The big problem with Google trying to get us to talk to our phones
Google's new Assistant could change everything, but just not for this generation
Hands up all of those who've asked Siri a question out loud today? Or vocalised a question to Cortana? Or uttered "Okay Google..." and rattle off an inane request about what time Sainsbury's closes?
Anyone? Anyone at all? At the back there - is that a hand? Just the four of you then. The point is that while we've been able to talk to our phones, smartwatches and tablets for a good few years now, pestering them with questions, the minority of us bother using this sci-fi tech.
So when Google kicks off its major 2016 event by telling us that the future of computing is artificial intelligence, the present iteration of which lives in the new Google Assistant, a big, awkward question hangs heavy in the room: do any of us actually want to talk to it? Will we ever want to talk to it when we've spent years interacting with keyboards? And how is Google (et al) going to aid that transition?
Here's how Google introduced its new Assistant system, living at the heart of the new Pixel smartphone and set to roll out to more devices in the near future...
The Google Assistant is framed as the next step in the evolution of search and computers: Google has been at the heart of how humans interact with the internet and their gadgets for close to two decades, noticing how people search the web with human language rather than core search terms ("What was last night's Arsenal score?" rather than "Arsenal result"), how they flick from a search result to an app to another app to carry out what should be one seamless sequence.
Google Assistant is the pinnacle of this process, and due to its 'personal' learning functions - adjusting to user behaviour - it's a pinnacle that's only going to get sharper. The technology involved is incredible; the artificial intelligence, the understanding of human language, the capacity to translate a search result back into human language to generate a 'conversation' - all of that is staggering.
It's just that, well... do we want it? Because, in a way, we've already got most of it available to us.
The above video demonstrates Google's voice search functions back in 2012. They were impressive then, and they're impressive now. Yet if you're on the bus, in a bar, sitting around with your flatmates or on the loo, I bet my smartphone that you've not used this voice feature, have you? You've typed the search in with your thumbs?
Google has been tweaking and improving vocal search and search apps ever since - and you've probably not been using it, have you?
If you've got an Android phone, you might have played around with the delights on offer by services like Google Now - which pulls in useful information from all your Android apps and search in the form of 'Cards' - and Google Now on Tap - which lets you hold down your home button, allowing Google to scan all the information on your screen and offer you relevant search results to browse through. Watch the video below for an idea of how it works.

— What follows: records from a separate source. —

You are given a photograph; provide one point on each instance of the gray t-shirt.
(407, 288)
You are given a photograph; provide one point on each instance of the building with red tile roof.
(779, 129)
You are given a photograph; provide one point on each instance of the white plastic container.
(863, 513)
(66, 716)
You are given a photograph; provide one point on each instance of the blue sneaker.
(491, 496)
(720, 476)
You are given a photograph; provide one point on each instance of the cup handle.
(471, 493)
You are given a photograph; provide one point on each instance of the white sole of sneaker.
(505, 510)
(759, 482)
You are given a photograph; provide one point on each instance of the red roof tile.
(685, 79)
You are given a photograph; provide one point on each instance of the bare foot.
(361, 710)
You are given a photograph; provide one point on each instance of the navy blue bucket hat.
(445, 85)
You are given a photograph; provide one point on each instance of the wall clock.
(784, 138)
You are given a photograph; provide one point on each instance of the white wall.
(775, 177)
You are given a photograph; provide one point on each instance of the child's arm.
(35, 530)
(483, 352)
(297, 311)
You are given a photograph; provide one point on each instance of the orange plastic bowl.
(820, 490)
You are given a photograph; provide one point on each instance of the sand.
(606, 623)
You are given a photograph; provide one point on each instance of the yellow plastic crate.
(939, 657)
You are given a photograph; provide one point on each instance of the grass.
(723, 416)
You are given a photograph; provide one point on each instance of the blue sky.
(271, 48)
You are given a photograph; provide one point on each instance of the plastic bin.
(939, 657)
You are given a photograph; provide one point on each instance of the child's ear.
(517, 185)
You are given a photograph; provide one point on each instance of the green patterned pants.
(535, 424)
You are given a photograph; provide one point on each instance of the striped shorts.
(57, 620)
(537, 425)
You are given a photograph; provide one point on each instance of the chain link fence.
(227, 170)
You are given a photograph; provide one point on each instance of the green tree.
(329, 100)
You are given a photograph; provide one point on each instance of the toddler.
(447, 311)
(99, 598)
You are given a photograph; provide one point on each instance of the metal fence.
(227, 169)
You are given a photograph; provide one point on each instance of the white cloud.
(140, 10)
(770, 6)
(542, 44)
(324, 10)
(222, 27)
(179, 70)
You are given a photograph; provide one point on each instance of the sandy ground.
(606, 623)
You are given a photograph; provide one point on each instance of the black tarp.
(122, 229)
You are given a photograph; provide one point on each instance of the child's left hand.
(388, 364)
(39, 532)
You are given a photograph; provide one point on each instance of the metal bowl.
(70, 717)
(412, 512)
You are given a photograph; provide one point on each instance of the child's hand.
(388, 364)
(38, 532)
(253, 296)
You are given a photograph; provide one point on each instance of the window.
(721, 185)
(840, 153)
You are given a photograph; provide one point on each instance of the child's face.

In a very crude approximation of what Google was emphasising with its new Assistant is that you can now do all the stuff you've been able to do with Google's numerous services, but with a vocal assistant. It's easier. It's smarter. It's interactive. It understands you and your preferences. But the challenge for Google - and Siri/Cortana/Amazon Alexa - is how the hell can you get us to change from having a preference for the privacy that comes with typing out a personal search, message or query, to saying it out loud?
Because I don't want people to know I'm booking a table for two at a Spanish tapas bar in Brixton. I don't want the blissful silence of the bus commute home to be ruptured by me asking Google to remind me put the washing on when I go home. I don't need everyone else around me to know I'm interested in buying the new Dan Brown novel.
New gadgets are going to help this process become less weird than they currently are: smart speakers like Google Home and the Amazon Echo don't have a screen, they don't have a keyboard, they only do vocal interaction. Amazon has sold some three million of the Echoes in the US since its 2014 launch, finally touching down in the UK this month. Google Home will turn up "sometime next year".
Those of us who have a habit of typing out our searches will find them useful; we'll ask them to read us an audio book, or a recipe, or ask what's on our Gmail calendar. But the transition to vocal interaction is going to take more than a few new gadgets and apps. For this generation, a gradual erosion of new interactions will chip away at our rock solid typing habits.
For the kids growing up with these devices - the digital natives - vocal search won't be weird. They will form habits that rub older users up the wrong way. They will embrace this change, while we spend an extra four seconds typing out the same requests and booking tables at tapas bars with our thumbs.
The Google Assistant will change everything, just not immediately. And not for us, but for our kids - or those who don't blush when a lift full of strangers hear you order grubby Chinese takeaway and an Uber home.